In this paper, new functions named “modified comparison functions” are introduced and used for vibration analysis of a simply supported rectangular cracked plate. It is assumed that the crack having an arbitrary length, depth and location is parallel to one side of the plate. Elastic behavior of the plate at crack location is considered as a line spring with a varying stiffness along the crack. Because there is no exact solution for this problem, one has to use some approximate methods. Although among the functions which are used for vibration analysis of a cracked plate, the comparison functions are more accurate, obtaining these functions is very difficult. In spite of this difficulty, a method for obtaining the comparison functions of the above cracked plate satisfying all the geometric and natural boundary conditions as well as the inner boundary conditions at crack location is introduced. The main purpose of this paper is to improve the accuracy of these comparison functions which only satisfy all the boundary conditions and the inner boundary conditions at the crack location, but their accuracy is questionable at a distance away from the boundaries.

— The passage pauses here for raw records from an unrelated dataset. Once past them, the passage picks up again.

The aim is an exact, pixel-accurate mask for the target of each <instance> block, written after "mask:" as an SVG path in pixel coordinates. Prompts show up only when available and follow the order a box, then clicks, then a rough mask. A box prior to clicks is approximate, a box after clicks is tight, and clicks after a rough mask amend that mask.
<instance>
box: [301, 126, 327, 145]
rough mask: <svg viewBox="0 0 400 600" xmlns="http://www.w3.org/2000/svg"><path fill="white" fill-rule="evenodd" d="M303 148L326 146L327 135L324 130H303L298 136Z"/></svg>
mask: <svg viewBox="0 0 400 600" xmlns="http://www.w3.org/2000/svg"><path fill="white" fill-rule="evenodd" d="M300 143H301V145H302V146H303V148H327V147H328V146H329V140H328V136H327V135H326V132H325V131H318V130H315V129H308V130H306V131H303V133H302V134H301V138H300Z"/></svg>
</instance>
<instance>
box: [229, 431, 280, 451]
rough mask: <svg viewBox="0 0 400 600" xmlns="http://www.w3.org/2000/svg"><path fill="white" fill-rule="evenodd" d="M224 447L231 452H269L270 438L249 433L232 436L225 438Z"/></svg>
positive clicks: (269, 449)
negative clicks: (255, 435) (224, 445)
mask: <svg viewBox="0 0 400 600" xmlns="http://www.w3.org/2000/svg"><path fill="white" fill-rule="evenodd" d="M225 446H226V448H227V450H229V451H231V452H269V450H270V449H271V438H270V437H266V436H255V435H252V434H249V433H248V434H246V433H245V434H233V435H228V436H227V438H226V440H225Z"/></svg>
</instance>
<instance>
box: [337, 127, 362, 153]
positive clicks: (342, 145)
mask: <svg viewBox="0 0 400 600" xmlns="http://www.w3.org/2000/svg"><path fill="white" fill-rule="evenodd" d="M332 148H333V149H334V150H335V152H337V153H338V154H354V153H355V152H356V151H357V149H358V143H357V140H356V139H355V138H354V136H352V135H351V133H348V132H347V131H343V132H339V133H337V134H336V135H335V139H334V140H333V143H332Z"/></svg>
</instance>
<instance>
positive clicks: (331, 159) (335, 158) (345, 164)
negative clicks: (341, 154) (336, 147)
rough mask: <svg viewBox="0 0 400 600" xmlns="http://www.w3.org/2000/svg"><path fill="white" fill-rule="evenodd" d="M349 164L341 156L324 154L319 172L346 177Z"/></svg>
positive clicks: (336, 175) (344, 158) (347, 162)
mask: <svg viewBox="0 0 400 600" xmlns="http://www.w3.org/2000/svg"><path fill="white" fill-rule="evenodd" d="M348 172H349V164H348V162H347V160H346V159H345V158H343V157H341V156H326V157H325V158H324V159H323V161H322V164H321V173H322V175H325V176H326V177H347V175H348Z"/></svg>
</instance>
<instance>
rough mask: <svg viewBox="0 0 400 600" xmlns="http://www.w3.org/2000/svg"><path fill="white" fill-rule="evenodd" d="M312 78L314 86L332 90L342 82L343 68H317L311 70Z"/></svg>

In order to increase the accuracy of the comparison functions, it is assumed that the crack affects the mode shape functions in its neighborhood, and its maximum influence is at the crack location, and the influence will vanish at a sufficient distance from the crack. The comparison functions obtained in this way are called the “modified comparison functions” and they are more accurate than the comparison functions. Using the Rayliegh–Ritz method, the “modified comparison functions” are used to obtain the natural frequencies of the cracked plate mentioned above. The results are presented by appropriate curves showing the variations of the natural frequencies of the cracked plate in terms of the crack depth, length and location.